LoRa (Long Range) is the model identify for the modulation scheme (bodily layer), which makes use of CSS (Chirp Spread Spectrum) to attain lengthy distance communication with very low energy consumption.
It is price stating that LoRa has slightly low information charges in comparison with the opposite radios I am testing, maxing out at 37.5 kbps.
Within the spectrum analyser waterfall under we are able to see a part of a typical LoRa transmission. By studying from the underside of the hint upwards, we see 8 preamble sweeps, adopted by 2 reverse-direction sync message sweeps, then payload chirps persevering with previous the highest of the waterfall. We will see the beginning and cease frequencies change for payload chirps, which is how LoRa transmits symbols.
LoRaWAN is the preferred of the upper stage protocols (MAC) constructed on LoRa and has three classes describing when nodes can transmit, obtain, or sleep. It additionally handles authentication, encryption, and message forwarding to upstream community companies.

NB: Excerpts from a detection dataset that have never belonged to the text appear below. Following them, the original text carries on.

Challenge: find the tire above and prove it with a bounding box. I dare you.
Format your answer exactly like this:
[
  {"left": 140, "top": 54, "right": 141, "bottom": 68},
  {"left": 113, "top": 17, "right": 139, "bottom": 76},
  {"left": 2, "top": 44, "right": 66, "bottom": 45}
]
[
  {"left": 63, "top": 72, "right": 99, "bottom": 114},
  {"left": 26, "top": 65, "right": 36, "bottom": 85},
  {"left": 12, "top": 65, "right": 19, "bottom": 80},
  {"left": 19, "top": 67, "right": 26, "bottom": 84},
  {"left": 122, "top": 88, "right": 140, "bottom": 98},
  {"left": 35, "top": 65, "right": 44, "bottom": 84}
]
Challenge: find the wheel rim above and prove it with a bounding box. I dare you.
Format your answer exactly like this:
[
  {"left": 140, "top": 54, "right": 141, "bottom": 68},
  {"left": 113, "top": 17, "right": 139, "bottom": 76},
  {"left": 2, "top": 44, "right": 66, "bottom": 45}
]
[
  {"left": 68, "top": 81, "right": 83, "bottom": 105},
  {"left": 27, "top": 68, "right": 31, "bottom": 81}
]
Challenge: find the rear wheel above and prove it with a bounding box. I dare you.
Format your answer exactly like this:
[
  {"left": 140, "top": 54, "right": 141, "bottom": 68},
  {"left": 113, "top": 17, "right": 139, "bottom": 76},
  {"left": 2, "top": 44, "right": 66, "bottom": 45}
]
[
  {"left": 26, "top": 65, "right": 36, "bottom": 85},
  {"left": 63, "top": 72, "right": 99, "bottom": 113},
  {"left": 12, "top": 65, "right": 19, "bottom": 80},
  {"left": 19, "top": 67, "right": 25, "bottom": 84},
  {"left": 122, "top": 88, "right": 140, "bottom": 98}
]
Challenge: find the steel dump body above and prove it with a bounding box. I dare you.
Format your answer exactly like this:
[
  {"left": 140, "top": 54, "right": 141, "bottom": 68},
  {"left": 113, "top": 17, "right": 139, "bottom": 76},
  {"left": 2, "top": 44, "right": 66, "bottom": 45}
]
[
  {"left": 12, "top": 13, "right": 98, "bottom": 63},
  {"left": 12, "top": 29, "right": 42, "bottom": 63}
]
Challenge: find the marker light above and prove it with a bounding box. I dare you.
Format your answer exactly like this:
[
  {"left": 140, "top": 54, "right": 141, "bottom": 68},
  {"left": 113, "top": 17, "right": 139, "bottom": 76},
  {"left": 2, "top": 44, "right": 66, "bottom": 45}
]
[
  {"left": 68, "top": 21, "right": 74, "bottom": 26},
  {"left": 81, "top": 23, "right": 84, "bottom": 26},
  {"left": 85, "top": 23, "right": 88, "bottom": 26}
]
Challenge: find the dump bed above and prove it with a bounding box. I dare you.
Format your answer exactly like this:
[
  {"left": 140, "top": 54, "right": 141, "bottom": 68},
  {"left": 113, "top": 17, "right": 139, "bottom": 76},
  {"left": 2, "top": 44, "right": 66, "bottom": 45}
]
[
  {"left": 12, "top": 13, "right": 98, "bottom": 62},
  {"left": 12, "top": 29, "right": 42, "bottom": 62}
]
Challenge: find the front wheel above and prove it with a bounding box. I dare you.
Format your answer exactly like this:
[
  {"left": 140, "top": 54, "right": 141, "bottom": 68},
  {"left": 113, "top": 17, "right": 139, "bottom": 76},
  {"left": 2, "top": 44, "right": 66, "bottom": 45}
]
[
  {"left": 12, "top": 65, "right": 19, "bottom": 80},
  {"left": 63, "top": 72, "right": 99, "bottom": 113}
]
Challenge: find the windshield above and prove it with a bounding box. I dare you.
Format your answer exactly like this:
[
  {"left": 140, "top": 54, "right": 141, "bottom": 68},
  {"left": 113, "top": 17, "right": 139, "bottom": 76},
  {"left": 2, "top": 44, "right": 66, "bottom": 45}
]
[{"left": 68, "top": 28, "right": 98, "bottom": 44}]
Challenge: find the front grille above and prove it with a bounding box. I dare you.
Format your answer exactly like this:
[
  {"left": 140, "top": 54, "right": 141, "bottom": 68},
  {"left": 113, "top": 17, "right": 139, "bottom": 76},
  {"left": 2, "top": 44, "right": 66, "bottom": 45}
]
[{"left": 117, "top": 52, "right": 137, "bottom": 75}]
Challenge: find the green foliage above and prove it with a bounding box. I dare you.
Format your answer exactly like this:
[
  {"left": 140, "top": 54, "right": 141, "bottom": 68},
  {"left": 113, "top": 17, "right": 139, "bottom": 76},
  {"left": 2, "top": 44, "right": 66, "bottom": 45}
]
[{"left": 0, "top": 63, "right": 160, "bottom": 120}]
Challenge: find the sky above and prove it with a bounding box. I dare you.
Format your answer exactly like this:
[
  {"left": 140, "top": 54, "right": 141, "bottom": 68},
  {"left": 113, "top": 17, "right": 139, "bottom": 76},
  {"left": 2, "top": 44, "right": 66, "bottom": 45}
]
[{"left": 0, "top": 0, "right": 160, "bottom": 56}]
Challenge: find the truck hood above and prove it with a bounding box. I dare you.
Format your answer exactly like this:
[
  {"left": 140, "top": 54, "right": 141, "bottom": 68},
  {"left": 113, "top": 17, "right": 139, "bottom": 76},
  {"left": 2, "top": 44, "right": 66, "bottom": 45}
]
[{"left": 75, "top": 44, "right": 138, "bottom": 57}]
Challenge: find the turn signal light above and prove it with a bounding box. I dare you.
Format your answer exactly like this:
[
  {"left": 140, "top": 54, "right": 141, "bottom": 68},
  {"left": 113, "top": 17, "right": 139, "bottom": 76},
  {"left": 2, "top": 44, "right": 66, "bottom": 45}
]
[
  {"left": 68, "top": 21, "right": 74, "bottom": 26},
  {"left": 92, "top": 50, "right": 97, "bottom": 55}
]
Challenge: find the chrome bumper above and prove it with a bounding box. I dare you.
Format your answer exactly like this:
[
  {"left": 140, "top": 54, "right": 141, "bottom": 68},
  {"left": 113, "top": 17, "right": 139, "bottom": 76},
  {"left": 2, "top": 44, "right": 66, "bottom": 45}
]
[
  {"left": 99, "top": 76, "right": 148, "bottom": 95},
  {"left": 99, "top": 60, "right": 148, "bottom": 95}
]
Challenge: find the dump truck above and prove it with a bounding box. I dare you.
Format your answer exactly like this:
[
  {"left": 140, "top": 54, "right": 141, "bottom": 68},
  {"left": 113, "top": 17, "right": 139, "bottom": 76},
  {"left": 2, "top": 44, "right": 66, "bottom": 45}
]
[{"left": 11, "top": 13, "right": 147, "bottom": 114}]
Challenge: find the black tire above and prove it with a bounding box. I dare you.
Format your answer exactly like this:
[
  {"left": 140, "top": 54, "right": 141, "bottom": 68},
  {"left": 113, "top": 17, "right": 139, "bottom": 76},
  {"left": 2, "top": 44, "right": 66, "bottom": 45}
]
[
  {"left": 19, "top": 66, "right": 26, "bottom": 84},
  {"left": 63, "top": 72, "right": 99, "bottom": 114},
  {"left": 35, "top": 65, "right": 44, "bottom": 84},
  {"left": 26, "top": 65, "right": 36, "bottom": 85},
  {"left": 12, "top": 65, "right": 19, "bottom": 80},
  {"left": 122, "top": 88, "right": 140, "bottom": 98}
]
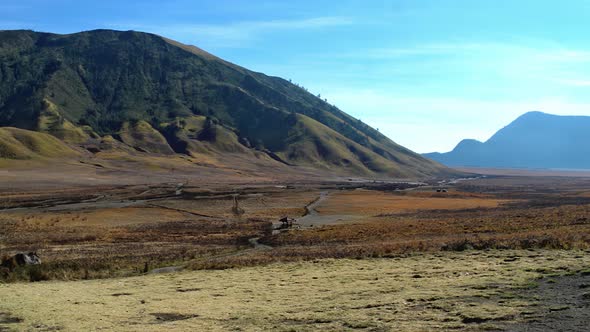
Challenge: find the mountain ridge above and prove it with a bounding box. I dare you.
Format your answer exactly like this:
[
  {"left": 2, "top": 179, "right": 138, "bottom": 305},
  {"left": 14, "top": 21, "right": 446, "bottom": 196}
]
[
  {"left": 423, "top": 111, "right": 590, "bottom": 169},
  {"left": 0, "top": 30, "right": 450, "bottom": 177}
]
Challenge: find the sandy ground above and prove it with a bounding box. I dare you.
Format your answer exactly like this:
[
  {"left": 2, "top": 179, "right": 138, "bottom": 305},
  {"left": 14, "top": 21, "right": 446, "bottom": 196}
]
[{"left": 0, "top": 250, "right": 590, "bottom": 331}]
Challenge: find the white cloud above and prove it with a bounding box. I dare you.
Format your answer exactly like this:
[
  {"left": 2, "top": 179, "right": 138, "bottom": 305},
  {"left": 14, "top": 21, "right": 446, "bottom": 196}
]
[
  {"left": 107, "top": 16, "right": 353, "bottom": 48},
  {"left": 326, "top": 89, "right": 590, "bottom": 153}
]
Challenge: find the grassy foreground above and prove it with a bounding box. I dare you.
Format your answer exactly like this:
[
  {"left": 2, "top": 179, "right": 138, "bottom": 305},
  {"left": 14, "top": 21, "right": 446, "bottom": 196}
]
[{"left": 0, "top": 250, "right": 590, "bottom": 331}]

LoRaWAN makes use of a intelligent trick to enhance capability and scale back interference – through the use of completely different IQ (phase and quadrature) configurations for TX and RX modes, nodes can solely hear transmissions from gateway radios and never different node transmissions.
The {hardware} below take a look at is the Semtech SX1276 transceiver within the HopeRF RFM95W module (on an Adafruit Breakout board). The modules talk with the STM32F429 utilizing 10 MHz clocked SPI, and my LL primarily based driver minimises timing overheads through the use of the transceiver’s interrupt strains.

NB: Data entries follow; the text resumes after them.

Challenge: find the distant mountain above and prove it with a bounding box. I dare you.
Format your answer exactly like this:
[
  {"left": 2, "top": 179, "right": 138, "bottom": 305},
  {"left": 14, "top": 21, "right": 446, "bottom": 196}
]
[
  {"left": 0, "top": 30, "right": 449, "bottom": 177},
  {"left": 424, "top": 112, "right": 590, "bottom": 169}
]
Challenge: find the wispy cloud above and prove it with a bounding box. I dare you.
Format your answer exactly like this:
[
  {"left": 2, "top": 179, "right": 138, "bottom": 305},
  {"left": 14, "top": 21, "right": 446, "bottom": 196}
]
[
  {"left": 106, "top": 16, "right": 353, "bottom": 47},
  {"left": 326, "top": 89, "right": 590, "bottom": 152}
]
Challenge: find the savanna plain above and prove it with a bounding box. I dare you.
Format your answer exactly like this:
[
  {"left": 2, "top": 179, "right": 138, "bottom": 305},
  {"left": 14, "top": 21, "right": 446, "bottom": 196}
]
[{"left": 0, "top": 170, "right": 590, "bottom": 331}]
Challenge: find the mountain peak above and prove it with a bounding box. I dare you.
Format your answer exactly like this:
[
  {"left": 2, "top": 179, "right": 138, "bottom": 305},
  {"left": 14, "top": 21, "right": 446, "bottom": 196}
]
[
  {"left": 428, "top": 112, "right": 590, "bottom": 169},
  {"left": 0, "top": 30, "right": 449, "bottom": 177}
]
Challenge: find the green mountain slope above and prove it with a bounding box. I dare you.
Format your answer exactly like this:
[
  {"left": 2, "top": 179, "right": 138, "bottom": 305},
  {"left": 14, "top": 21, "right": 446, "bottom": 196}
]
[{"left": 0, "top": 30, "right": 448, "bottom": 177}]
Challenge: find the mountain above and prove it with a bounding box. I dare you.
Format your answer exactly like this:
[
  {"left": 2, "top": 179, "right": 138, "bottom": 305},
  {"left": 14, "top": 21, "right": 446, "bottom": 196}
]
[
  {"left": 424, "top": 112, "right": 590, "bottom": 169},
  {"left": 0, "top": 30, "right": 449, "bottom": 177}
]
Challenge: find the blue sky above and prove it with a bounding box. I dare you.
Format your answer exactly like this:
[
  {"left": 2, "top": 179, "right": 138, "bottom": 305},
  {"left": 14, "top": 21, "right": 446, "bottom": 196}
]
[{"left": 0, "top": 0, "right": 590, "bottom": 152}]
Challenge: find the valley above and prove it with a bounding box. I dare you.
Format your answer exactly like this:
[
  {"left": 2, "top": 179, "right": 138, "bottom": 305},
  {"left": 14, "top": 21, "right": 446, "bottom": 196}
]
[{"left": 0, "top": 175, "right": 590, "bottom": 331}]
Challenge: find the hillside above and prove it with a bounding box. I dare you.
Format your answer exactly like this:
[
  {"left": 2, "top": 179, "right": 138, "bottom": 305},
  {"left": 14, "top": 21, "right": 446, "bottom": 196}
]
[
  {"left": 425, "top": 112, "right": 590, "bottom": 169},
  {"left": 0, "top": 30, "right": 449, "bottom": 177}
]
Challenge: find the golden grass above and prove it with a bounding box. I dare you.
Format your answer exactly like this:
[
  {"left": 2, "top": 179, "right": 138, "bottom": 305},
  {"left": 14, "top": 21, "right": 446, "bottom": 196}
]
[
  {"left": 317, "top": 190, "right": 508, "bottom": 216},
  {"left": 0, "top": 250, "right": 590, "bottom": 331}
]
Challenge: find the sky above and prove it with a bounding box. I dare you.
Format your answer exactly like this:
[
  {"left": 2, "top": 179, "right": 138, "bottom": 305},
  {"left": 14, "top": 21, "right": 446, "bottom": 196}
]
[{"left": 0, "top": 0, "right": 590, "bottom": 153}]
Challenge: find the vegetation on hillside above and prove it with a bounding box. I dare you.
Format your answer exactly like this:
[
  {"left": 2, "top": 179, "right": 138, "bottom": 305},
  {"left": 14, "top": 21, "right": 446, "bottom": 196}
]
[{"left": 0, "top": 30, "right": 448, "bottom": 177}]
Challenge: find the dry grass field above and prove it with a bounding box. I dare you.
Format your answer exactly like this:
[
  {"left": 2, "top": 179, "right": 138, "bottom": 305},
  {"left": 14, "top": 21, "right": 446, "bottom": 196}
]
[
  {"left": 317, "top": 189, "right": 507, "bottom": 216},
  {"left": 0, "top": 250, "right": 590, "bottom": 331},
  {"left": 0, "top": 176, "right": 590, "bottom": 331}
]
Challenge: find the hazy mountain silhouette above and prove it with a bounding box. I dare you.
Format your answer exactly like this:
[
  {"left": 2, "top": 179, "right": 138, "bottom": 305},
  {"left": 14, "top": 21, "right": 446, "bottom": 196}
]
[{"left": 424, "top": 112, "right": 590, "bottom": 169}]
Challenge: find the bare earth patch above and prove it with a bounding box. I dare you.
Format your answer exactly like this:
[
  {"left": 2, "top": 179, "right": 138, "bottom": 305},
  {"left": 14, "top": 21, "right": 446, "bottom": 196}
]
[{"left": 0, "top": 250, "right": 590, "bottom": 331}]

I will take a look at a point-to-point LoRa hyperlink, as I haven’t got an current community or gateway readily available. If these exams have been being carried out with a real-world LoRaWAN I might actually be measuring any timing restrictions utilized by the community – greatest apply is to usually sleep for minutes between packets to minimise air-time and energy consumption.
I ran exams with two completely different chirp configurations representing smart ‘excessive velocity’ and lengthy vary use-cases. LoRa’s most payload is 255 bytes, so the 1 kiB payload is damaged into 5 transmissions.
Bandwidth | Coding Charge | Spreading Issue | Information fee | |
---|---|---|---|---|
Excessive Velocity | 250 kHz | 4/5 (1.25x overhead) | 7 = 128 chips/image | 10.9 kbps |
Lengthy Vary | 64.5 kHz | 4/6 (1.5x overhead) | 11 = 2048 chips/image | 224 bps |
Semtech’s LoRa web calculator offers air-time durations which we are able to evaluate our outcomes towards. For the excessive velocity configuration we are able to count on a 128 byte transmission to take ~107 ms.
Experimental outcomes line up with the theoretical air-time timing, and the entire system has lower than 10 µs of jitter (ignoring a dozen 128B outliers arriving 250 ms late) which is surprisingly effectively managed.
As somebody who predominantly works with micro-controllers, I am most acquainted considering in milliseconds and microseconds, so seeing a calculated air-time of 5.4 seconds to transmit 128 bytes utilizing the lengthy vary configuration hinted at a fairly scary 1 KiB transmit period.
These are the longest switch occasions of the {hardware} I examined, and I wanted to extend the stimulus pulse interval as much as 50 seconds for the 1 kiB exams – this meant I ended capturing after ~100 samples (over an hour).
Benchmark outcomes align with theoretical timings fairly effectively and are demonstration of the significance of minimising information switch by cautious payload design. These modules ought to higher present their strengths in vary and energy measurement exams.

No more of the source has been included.